Unify and share best practices across the business.
When installing new operations & capabilities, it can be surprising when noticing the lack of communication between internal shops. In the aviation industry’s horizontal supply chain, aircraft engine shops can be hundreds if not thousands of miles apart. In the case of the same parts at different shops, best practices are largely “ignored” despite the other shop’s engineers being an in-network phone call away. While cultural differences can play a part, these EOIC can manifest itself into variation of TIC and yield rates, leading to confusion and misalignment of other resources in the business.

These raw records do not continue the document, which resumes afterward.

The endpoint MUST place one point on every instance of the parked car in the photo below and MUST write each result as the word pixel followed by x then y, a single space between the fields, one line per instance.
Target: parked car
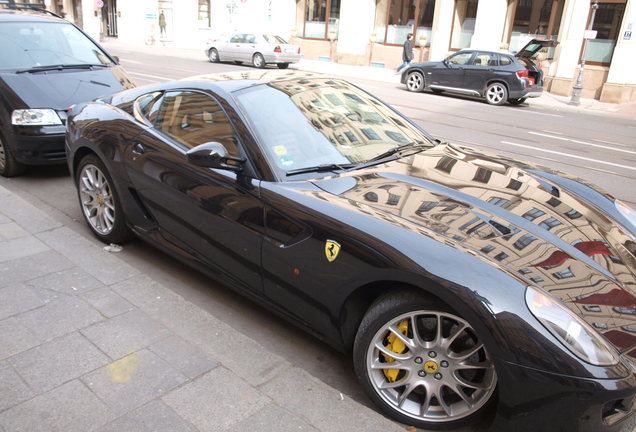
pixel 463 283
pixel 496 76
pixel 46 65
pixel 256 48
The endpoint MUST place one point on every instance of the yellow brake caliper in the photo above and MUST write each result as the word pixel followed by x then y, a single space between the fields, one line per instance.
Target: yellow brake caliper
pixel 396 345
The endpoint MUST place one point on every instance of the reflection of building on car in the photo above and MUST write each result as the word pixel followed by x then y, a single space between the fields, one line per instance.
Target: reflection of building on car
pixel 467 286
pixel 46 65
pixel 255 48
pixel 498 77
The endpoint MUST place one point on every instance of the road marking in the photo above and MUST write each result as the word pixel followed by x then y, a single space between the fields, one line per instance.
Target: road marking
pixel 150 76
pixel 539 113
pixel 569 155
pixel 581 142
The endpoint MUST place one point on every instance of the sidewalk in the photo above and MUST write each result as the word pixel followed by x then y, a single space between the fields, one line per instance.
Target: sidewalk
pixel 547 101
pixel 88 343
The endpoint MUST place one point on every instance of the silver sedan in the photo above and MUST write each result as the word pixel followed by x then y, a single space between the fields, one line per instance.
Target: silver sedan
pixel 259 49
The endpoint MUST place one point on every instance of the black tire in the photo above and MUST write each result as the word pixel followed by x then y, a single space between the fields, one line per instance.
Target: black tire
pixel 496 94
pixel 427 368
pixel 516 101
pixel 9 167
pixel 258 60
pixel 99 201
pixel 415 81
pixel 213 55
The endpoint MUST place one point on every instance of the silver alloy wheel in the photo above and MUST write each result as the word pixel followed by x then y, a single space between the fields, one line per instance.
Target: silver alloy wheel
pixel 414 82
pixel 97 199
pixel 441 372
pixel 495 94
pixel 3 156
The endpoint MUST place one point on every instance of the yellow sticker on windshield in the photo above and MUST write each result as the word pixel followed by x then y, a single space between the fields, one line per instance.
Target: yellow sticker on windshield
pixel 280 150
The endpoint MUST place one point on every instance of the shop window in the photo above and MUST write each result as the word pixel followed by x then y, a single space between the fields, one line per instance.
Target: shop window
pixel 463 23
pixel 607 23
pixel 321 19
pixel 530 19
pixel 205 19
pixel 394 19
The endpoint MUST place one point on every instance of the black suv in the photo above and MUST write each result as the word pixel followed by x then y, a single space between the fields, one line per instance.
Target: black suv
pixel 47 64
pixel 496 76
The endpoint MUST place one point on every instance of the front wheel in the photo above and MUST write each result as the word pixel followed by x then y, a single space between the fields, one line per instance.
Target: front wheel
pixel 423 364
pixel 415 81
pixel 496 94
pixel 99 201
pixel 516 101
pixel 258 60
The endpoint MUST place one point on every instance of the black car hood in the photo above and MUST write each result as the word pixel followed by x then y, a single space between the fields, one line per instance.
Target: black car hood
pixel 511 215
pixel 60 89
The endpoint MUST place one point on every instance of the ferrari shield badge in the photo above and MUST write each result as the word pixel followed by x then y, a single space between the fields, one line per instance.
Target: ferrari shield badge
pixel 332 249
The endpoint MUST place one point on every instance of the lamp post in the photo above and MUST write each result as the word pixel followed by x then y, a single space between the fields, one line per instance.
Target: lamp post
pixel 576 90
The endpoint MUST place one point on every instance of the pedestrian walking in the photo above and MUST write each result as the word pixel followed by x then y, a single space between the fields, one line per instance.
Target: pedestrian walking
pixel 407 53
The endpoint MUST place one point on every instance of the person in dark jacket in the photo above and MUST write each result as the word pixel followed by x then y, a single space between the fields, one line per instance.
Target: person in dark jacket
pixel 407 52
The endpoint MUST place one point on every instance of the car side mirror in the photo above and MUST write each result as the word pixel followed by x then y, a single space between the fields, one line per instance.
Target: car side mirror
pixel 214 155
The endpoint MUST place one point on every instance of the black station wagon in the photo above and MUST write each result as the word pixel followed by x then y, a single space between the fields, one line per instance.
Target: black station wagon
pixel 496 76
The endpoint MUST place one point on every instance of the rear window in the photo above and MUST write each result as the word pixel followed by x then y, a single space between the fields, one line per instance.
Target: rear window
pixel 505 61
pixel 25 45
pixel 274 39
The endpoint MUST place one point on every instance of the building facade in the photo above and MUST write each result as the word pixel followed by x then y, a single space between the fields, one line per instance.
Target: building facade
pixel 371 32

Take advantage of IT resources but avoid overcomplexity.
The underlying enterprise architecture embedded in organizations has revolutionized TIC. However, a bloated backend architecture lacking adequate information & data controls can prolong cost avoidance and cost out activities, such as engineering changes and hiring decisions, which lead to higher EOIC. This is further aggravated when individual shops across the enterprise with similar customer deliverables have different legacy IT systems, a common theme among older organizations. While IT and digital technologies can increase productivity, if not implemented properly and with all stakeholders at the table, it can quickly become a chaotic mess of IT systems that can’t exchange information effectively without expensive human configuration & management. Digital technologies can be an asset to strengthen decision making; however, if not standardized, this can force many managers and employees to waste time data gathering for hours to find the right, relevant data. Hung Cao discusses this further, citing research from Cottrill Research.
While not an exhaustive list, taking advantage of the downtime to revamp how an organization views metrics, synthesizing best practices, and reexamine underlying IT infrastructure can create a competitive position coming out of COVID-19. Examine all departments to reduce EOIC enterprise-wide for better agility and practices, not just the usual focus of the floor for TIC.
Sooner or later, MRO and component repair organizations will have a competitive reckoning, will they be ready to deliver value at the right price?